One of the most common arguments used by Islamic apologists today is this:
"If you've left Islam, then just move on. Why keep criticizing and mocking it? Just live your life and do something else."
At first glance, this may sound like a reasonable request. But in truth, this demand goes against basic human nature.
Have you ever heard that human beings are social animals?
As social beings, we don’t live in isolation. We exist in societies bound together by shared laws, norms, and behaviours. These shared elements don’t arise in a vacuum—they are shaped and reshaped through public discourse: by the promotion of ideas (tabligh) and by the criticism of those ideas (tanqeed).
This process—offering ideas and challenging them—is the engine behind social reform.

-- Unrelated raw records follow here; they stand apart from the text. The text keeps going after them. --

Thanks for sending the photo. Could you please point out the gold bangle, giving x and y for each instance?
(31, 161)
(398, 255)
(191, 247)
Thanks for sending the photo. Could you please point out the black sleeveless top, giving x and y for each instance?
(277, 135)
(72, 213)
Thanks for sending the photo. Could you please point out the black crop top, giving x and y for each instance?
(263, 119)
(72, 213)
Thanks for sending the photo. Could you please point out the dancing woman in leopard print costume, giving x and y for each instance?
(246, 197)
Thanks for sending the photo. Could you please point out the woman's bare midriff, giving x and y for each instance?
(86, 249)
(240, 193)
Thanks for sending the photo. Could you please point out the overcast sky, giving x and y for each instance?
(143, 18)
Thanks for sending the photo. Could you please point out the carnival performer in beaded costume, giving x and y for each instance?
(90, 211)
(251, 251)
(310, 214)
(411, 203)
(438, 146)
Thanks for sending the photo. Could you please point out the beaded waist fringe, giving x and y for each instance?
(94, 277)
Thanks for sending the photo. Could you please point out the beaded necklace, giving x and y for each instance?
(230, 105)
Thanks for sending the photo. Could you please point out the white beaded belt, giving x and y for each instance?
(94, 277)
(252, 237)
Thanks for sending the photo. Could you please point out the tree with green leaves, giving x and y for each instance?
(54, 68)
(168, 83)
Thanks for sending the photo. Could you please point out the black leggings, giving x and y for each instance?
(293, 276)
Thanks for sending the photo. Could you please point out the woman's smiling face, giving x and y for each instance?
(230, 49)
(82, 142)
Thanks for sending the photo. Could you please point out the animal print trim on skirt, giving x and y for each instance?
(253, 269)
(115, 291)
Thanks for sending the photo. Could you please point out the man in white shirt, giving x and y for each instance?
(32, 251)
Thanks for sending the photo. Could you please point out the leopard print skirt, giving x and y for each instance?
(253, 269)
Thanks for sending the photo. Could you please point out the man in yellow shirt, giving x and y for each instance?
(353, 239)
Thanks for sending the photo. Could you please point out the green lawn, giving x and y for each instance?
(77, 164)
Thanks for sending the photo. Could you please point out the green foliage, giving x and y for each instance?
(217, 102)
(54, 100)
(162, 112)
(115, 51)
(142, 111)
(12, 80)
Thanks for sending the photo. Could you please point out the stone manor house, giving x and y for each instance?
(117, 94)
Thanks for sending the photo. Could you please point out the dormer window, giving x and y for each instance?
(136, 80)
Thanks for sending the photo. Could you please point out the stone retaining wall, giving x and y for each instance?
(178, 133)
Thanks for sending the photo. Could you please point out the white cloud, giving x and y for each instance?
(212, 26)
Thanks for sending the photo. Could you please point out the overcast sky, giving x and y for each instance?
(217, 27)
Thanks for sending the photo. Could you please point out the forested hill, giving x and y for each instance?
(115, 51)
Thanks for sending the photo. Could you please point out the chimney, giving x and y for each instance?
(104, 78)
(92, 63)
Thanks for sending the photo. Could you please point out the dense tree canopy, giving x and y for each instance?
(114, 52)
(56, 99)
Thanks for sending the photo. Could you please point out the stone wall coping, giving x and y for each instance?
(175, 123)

That’s why in democratic and free-thinking societies, the right to both advocate for a belief and to criticise it is fiercely protected. No matter how offended someone might feel, this balance between speech and counter-speech is how better societies are built.
Now back to ex-Muslims.
Even after leaving Islam, we remain part of societies that are heavily influenced by Islamic thought—be it from moderate Muslims or from hardliners. Their religious values, rules, and behaviours continue to shape the laws, education, family structures, and personal freedoms around us.
So, if we don’t criticise harmful Islamic ideas, others will continue to impose those ideas—through political means, social pressure, or even violence.
To remain silent would be to allow those ideas to dominate unchallenged.
And if you still say, “Well, just stop engaging entirely,” then what you’re really asking is for us to stop being fully human. You’re asking us to give up our right—and our responsibility—as thinking, social individuals who participate in shaping the society they live in.